古代の近江国蒲生郡に狭々城(ささき)山君という豪族がいた。なお、現在の蒲生郡安土には紗々貴神社がある。一方、平安時代中期に、宇多天皇の皇子敦実親王の養子扶義(すけよし-源雅信の子)が、近江・河内・安芸・美作守を歴任し、子成頼は父の任国の所縁で近江国蒲生郡佐々木荘に住みついた。彼らは土地の名から佐々木を苗字として、古代からの豪族佐々木氏と血縁を結んだとされる。

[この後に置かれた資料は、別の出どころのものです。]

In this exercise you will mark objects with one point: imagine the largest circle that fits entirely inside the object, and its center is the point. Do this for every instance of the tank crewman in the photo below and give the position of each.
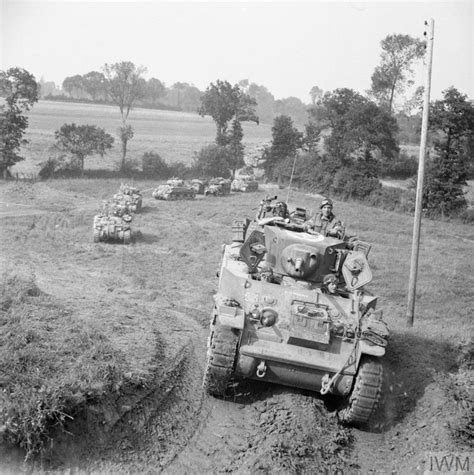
(325, 222)
(281, 210)
(330, 283)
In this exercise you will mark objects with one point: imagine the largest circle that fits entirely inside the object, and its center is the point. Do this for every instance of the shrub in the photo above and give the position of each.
(60, 166)
(401, 167)
(467, 216)
(393, 199)
(51, 362)
(213, 160)
(349, 183)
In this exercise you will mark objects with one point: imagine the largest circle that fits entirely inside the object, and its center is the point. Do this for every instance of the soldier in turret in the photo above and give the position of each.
(325, 221)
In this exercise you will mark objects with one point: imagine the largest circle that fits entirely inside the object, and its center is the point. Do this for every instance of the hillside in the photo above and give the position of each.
(174, 135)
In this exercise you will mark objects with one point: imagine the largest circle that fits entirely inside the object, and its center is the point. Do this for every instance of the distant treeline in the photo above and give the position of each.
(180, 96)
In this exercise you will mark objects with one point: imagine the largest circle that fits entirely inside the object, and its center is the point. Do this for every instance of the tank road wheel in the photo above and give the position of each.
(365, 395)
(221, 358)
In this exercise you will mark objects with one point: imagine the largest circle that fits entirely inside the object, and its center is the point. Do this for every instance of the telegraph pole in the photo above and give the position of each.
(421, 170)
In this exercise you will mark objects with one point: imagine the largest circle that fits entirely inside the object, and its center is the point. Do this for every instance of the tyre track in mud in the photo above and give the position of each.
(175, 427)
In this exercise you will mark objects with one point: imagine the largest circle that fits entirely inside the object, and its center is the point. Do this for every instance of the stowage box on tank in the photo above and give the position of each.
(291, 308)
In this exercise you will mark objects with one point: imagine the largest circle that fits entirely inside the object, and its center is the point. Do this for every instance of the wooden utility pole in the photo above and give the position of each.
(421, 170)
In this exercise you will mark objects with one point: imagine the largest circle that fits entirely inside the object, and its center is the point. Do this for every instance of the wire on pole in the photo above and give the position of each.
(419, 186)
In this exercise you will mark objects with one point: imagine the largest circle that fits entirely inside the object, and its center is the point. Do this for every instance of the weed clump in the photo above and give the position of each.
(50, 364)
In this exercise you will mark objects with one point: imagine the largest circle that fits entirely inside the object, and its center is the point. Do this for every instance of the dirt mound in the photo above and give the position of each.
(151, 302)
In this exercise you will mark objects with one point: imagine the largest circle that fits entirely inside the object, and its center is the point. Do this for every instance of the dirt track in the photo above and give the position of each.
(154, 298)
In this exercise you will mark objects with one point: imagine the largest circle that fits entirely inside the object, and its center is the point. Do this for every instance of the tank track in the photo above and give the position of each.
(221, 357)
(366, 393)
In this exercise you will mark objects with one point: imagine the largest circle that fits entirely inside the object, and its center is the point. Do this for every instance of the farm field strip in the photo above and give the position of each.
(176, 136)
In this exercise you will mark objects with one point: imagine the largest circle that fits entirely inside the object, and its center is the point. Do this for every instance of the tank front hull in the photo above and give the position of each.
(288, 374)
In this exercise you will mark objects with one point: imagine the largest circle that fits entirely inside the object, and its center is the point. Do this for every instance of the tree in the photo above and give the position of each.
(453, 119)
(154, 90)
(390, 77)
(357, 127)
(315, 93)
(286, 140)
(224, 103)
(83, 140)
(125, 86)
(213, 160)
(21, 91)
(293, 107)
(265, 109)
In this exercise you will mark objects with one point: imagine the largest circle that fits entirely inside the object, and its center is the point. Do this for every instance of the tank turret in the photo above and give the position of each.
(292, 308)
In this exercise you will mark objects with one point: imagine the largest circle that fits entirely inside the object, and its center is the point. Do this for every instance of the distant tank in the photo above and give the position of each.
(198, 186)
(244, 183)
(218, 187)
(130, 196)
(175, 189)
(292, 308)
(113, 223)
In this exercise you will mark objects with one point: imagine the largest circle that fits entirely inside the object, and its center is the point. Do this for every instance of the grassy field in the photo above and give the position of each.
(174, 135)
(143, 306)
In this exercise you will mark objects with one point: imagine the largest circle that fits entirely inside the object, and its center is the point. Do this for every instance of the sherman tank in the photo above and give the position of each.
(244, 183)
(198, 186)
(174, 189)
(130, 196)
(113, 223)
(218, 187)
(291, 308)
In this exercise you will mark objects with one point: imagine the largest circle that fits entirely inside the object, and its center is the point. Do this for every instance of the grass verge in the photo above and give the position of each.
(50, 363)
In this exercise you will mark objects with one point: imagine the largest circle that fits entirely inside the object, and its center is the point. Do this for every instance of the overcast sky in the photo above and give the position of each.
(288, 47)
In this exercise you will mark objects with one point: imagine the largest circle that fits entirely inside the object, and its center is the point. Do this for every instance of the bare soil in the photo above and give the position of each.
(153, 299)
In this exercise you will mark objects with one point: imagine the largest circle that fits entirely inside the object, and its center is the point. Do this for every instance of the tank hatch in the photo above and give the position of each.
(300, 255)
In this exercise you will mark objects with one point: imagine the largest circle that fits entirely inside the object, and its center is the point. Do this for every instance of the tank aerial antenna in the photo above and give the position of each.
(291, 179)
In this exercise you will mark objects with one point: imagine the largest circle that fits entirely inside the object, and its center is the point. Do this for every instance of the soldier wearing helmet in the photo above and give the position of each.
(325, 221)
(281, 210)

その後、佐々木秀義が保元の乱・平治の乱で源義朝に従った。平治の乱で敗れた秀義らは奥州藤原秀衡(ひら)を頼ろうとしたが、相模国渋谷庄司重国の元で二十余年身を寄せることとなった。当時、伊豆の蛭ヶ島(川の中州)に源義朝の子、源頼朝が流されており、佐々木秀義は出入りしていた。
頼朝は平家方の伊豆国の目代(国司の代わりに政務)の山木兼隆を襲撃した。八月九日反平家の挙兵の動きを佐々木秀義が頼朝に知らせた。伊豆一宮の三島神社の大祭で山木兼隆の郎従は出払っていた十七日夜半。頼朝は北条時政の館に残り、佐々木秀義の子息ら手兵が攻撃に向かう。明け方近く兼隆邸に火があがった。未の刻(午後二時)、佐々木定綱・経隆が疲馬にむちうち、盛綱・高綱が徒歩でかけつけ、頼朝は感激、涙を顔に浮かべたのであった(『吾妻鏡』治承四年(1180)八月十七日条)。頼朝の第一の挙兵は成功し、幕府成立後も佐々木氏と頼朝と密接な関係を持った。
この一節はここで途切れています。